Nella legge di Stabilità uno stanziamento complessivo 2,1 miliardi per il periodo 2013/2014, ponendo come condizione per erogare questi incentivi finanziari che le parti trovassero un accordo adeguato a tali finalità . Negli specifici contesti produttivi, efficaci e mirate misure di incremento della produttività ; consente di adeguare la regolamentazione contrattuale dei rapporti di lavoro alle esigenze degli specifici contesti produttivi di riferimento, anche con riguardo alle materie che possono incidere positivamente sulla crescita della produttività  quali gli istituti contrattuali che disciplinano la prestazione lavorativa, gli orari e l’organizzazione del lavoro.
In due parole, maggiore flessibilità sui singoli contratti nazionali che possono essere modificati con inserimenti di bonus e malus, con il fine di detassare il salario di produttività . Ma secondo la Camusso, questo sistema comporterebbe un ulteriore decrescita insostenibile del potere d’acquisto dei lavoratori. In particolare, questa misura non permette la detassazione delle tredicesime e garantisce entrate copiose e costanti alle casse dello Stato.
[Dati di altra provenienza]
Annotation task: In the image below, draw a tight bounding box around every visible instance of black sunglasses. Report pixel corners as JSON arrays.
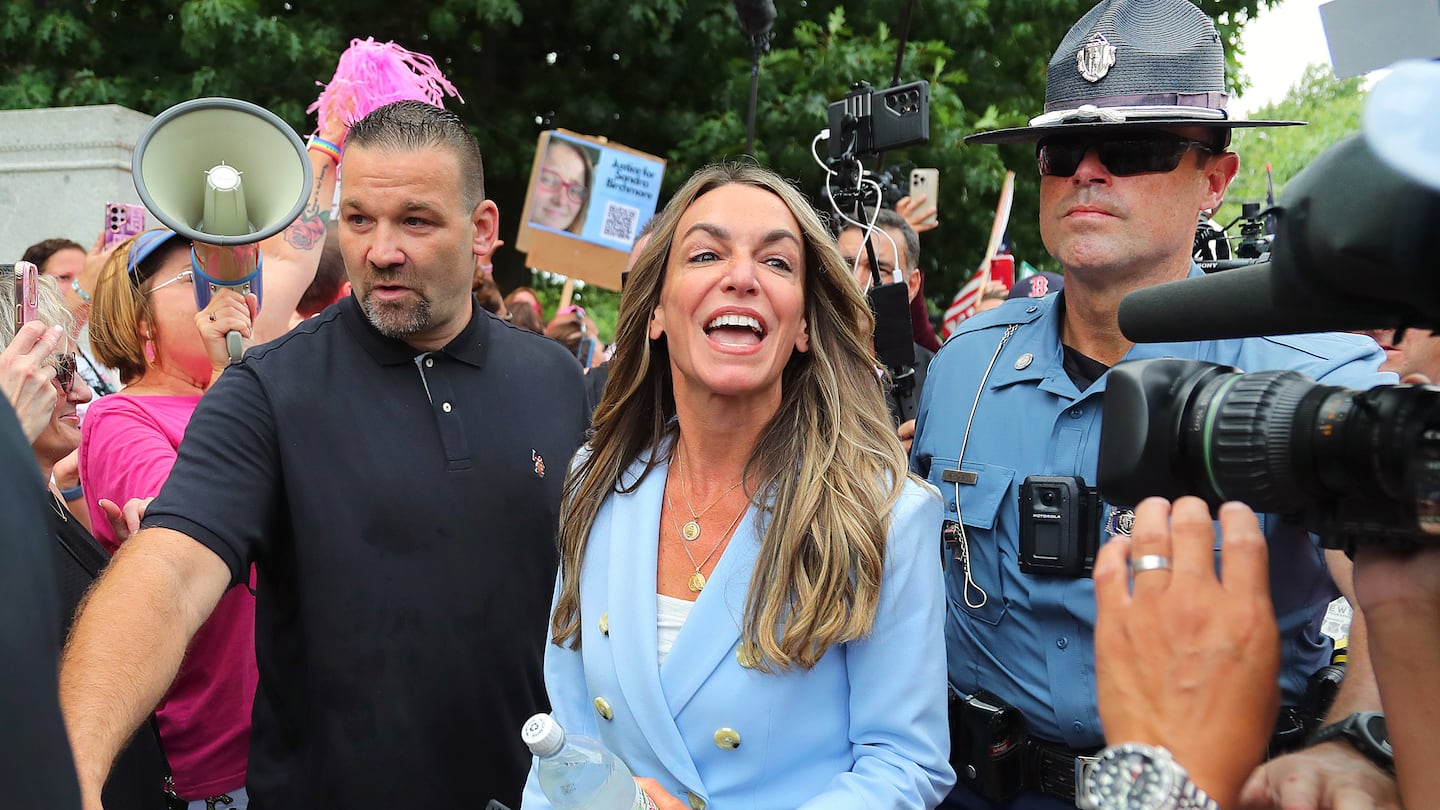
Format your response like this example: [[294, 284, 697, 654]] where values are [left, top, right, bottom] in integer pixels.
[[1035, 134, 1215, 177], [55, 353, 75, 393]]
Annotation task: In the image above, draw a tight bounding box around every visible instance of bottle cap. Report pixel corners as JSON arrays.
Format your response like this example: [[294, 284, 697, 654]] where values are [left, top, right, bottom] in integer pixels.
[[520, 712, 564, 757]]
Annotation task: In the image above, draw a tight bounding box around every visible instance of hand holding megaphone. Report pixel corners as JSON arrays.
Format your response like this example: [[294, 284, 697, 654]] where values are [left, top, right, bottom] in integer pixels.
[[194, 287, 261, 382], [132, 98, 312, 362]]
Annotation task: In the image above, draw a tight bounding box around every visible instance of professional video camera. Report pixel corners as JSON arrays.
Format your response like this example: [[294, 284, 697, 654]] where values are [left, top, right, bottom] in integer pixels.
[[1099, 62, 1440, 551], [816, 81, 930, 423], [1194, 202, 1273, 272]]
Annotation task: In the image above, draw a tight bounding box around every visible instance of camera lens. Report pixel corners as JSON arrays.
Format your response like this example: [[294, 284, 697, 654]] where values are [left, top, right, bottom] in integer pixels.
[[1099, 359, 1440, 548]]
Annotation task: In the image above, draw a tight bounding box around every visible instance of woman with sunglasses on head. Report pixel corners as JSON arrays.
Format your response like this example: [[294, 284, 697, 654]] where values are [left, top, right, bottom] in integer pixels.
[[530, 138, 595, 233], [81, 231, 256, 810], [0, 271, 166, 810]]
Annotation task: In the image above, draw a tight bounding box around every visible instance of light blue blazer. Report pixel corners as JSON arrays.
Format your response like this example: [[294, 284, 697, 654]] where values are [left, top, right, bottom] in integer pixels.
[[523, 463, 955, 810]]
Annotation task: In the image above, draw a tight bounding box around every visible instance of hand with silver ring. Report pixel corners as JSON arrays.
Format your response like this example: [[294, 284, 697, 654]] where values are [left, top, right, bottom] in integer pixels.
[[1094, 497, 1280, 807], [1130, 553, 1171, 577]]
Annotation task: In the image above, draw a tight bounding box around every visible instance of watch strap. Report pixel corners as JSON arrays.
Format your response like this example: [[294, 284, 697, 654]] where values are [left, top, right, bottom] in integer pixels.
[[1076, 742, 1220, 810], [1306, 712, 1395, 773]]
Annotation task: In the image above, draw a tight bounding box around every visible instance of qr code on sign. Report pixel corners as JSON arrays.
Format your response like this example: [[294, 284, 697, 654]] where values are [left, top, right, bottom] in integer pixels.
[[600, 202, 639, 242]]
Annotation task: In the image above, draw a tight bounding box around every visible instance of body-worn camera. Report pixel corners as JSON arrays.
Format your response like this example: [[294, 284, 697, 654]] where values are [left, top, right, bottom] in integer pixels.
[[1099, 357, 1440, 548], [1020, 476, 1100, 577]]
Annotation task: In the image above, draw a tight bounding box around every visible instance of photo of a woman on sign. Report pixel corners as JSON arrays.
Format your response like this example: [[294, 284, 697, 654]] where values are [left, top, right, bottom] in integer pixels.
[[530, 138, 595, 233]]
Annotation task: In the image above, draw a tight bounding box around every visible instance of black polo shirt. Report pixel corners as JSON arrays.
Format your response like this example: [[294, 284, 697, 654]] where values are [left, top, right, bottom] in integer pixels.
[[145, 298, 589, 810]]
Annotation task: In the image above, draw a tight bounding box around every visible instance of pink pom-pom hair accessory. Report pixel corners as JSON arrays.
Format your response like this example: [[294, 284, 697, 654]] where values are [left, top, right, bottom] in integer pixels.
[[305, 37, 465, 135]]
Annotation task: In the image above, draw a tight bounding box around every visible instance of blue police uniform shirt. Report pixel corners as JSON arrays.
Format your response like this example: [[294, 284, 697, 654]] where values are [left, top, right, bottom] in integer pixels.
[[910, 267, 1395, 748]]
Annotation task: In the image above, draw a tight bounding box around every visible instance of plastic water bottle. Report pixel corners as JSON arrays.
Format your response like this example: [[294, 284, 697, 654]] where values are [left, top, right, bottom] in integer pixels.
[[520, 713, 655, 810]]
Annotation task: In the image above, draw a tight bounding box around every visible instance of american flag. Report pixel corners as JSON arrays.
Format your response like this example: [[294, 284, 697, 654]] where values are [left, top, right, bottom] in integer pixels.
[[940, 268, 989, 340]]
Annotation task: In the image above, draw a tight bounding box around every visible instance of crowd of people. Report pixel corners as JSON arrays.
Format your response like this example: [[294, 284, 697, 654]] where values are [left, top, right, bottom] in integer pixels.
[[0, 0, 1440, 810]]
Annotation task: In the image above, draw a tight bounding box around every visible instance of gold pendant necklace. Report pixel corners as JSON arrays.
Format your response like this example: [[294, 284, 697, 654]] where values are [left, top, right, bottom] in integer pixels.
[[675, 448, 744, 539], [665, 478, 750, 585]]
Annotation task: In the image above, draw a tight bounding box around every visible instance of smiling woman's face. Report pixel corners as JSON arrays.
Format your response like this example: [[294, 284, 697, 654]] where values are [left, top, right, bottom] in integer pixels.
[[649, 184, 809, 408]]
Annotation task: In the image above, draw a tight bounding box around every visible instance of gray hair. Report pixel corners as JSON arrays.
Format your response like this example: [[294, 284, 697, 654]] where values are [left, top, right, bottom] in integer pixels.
[[346, 101, 485, 209]]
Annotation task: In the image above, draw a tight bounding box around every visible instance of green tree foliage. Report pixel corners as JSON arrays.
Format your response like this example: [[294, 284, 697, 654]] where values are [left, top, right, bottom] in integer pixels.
[[1215, 65, 1365, 223], [0, 0, 1270, 328]]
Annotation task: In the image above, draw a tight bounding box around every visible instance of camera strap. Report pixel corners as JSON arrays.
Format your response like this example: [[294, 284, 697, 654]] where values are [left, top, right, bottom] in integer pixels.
[[940, 323, 1020, 610]]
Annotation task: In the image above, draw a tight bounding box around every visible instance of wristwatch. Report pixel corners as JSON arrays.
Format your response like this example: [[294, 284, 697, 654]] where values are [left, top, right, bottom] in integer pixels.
[[1076, 742, 1220, 810], [1306, 712, 1395, 773]]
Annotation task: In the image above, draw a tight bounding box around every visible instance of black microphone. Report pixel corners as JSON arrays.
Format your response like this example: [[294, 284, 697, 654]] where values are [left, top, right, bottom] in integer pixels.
[[734, 0, 775, 37], [1119, 264, 1401, 343]]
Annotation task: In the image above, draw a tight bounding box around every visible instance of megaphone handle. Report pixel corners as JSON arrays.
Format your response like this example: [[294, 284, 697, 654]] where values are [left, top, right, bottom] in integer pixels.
[[225, 329, 245, 363]]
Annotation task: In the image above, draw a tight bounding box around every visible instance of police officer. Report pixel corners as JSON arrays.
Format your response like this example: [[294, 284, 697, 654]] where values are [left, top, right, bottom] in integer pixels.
[[912, 0, 1394, 810]]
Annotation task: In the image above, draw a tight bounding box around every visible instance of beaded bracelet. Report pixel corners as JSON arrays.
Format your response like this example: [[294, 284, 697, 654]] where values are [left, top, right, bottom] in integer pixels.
[[305, 135, 340, 166]]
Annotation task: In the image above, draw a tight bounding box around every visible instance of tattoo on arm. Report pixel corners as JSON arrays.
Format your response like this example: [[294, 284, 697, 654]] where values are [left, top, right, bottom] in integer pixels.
[[285, 164, 331, 251]]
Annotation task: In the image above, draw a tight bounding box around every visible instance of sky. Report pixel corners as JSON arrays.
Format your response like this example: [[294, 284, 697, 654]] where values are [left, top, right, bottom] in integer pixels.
[[1231, 0, 1331, 114]]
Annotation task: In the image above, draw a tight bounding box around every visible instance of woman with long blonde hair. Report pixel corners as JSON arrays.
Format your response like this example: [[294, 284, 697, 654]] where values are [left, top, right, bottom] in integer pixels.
[[524, 164, 953, 810]]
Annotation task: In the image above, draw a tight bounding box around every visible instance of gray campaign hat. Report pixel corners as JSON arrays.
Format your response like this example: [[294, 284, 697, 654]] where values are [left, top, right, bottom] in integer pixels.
[[965, 0, 1303, 144]]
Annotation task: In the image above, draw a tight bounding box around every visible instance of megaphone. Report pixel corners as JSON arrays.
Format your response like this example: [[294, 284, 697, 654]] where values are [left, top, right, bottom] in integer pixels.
[[131, 98, 312, 360]]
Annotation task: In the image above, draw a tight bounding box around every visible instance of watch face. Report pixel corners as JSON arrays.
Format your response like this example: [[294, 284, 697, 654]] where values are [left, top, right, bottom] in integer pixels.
[[1090, 749, 1178, 810]]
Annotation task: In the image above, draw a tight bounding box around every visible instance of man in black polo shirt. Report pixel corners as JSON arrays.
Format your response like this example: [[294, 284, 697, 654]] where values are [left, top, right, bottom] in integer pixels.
[[60, 102, 588, 810]]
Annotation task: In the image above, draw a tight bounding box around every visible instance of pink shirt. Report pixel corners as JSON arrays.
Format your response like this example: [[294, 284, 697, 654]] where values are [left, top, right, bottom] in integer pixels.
[[81, 393, 258, 800]]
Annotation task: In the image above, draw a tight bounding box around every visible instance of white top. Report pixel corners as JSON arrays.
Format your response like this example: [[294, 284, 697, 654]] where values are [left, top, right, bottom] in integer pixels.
[[655, 594, 696, 664]]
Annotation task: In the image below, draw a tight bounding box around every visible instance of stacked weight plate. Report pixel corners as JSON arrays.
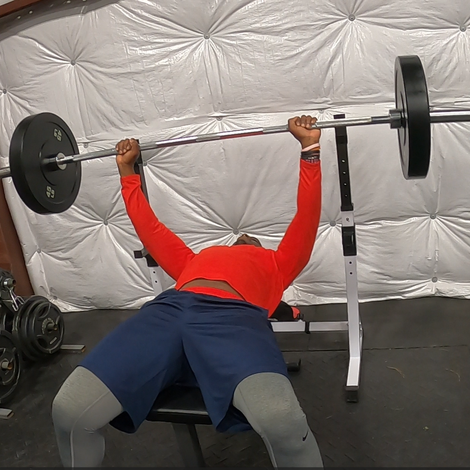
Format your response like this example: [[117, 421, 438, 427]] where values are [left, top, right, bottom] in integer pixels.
[[0, 295, 64, 405]]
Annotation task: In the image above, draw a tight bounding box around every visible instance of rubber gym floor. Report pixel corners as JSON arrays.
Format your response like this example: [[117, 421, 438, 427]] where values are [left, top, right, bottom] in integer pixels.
[[0, 298, 470, 468]]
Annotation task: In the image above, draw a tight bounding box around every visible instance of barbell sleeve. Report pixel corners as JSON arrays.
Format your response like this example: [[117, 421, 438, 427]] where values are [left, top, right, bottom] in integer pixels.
[[429, 109, 470, 124]]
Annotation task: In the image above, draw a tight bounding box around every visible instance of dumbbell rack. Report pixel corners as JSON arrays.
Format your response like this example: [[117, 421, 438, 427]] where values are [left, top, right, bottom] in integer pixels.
[[134, 120, 363, 403]]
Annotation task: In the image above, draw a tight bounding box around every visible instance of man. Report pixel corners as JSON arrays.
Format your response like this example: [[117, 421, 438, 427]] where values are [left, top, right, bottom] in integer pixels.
[[52, 116, 322, 467]]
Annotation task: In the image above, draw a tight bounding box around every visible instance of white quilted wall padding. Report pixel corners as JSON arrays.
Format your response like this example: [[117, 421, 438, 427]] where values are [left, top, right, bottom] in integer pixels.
[[0, 0, 470, 311]]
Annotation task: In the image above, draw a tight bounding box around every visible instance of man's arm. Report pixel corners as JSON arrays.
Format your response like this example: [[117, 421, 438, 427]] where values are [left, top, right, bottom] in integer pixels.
[[116, 139, 195, 280], [275, 116, 321, 288]]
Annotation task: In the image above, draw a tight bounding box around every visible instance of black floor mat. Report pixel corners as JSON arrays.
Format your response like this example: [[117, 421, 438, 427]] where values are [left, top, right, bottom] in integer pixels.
[[0, 298, 470, 467]]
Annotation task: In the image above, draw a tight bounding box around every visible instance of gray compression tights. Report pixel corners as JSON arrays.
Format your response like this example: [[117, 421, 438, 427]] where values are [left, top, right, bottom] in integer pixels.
[[52, 367, 323, 467]]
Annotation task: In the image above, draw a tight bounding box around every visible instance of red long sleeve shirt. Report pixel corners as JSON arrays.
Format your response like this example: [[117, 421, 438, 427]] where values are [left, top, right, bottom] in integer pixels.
[[121, 160, 321, 316]]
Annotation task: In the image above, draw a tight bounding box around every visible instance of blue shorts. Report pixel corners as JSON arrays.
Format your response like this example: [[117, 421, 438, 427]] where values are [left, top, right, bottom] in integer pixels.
[[81, 289, 287, 433]]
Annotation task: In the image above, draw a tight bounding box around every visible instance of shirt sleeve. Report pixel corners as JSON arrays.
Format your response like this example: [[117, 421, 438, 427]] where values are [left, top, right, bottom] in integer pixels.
[[275, 160, 321, 289], [121, 175, 195, 280]]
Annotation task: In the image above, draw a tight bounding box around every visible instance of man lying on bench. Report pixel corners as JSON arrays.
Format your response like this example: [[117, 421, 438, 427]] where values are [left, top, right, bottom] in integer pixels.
[[52, 116, 322, 467]]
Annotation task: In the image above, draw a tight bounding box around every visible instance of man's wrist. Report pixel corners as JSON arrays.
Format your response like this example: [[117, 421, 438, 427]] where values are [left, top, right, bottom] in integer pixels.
[[299, 137, 319, 149], [118, 165, 135, 178]]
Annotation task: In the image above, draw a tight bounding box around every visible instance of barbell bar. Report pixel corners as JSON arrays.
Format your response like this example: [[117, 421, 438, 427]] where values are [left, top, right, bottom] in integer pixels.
[[0, 112, 396, 174], [0, 56, 470, 214]]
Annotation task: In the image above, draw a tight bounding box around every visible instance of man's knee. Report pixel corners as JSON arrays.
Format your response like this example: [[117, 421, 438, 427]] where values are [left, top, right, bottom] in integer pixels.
[[257, 395, 308, 440], [52, 387, 77, 430], [234, 373, 308, 442]]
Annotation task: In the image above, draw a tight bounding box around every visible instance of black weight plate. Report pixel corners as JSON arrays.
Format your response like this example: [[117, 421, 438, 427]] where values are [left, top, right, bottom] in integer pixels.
[[10, 113, 82, 214], [395, 56, 431, 179], [0, 302, 13, 333], [0, 331, 21, 405], [26, 297, 65, 356], [12, 295, 44, 362]]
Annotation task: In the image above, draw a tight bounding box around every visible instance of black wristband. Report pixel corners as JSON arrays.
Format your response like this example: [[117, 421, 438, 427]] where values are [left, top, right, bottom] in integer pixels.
[[300, 150, 320, 163]]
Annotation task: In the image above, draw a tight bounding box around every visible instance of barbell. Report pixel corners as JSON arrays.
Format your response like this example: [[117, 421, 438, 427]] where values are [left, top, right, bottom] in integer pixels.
[[0, 56, 470, 214]]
In questa guerra sul mondo del lavoro, gli unici dati concreti di riferimento sembrano essere quelli provenienti dall’Istat che parla di economia praticamente stagnante dal 1992, aggravata dalla crisi economica che negli ultimi due anni ha tramutato la stagnazione in recessione.
La mancanza di investimenti e di spese per migliorare la produttività generale del lavoro, ha lasciato il quadro quasi del tutto invariato, con un aumento dal 1992 al 2011 dell’1,1% del valore aggiunto.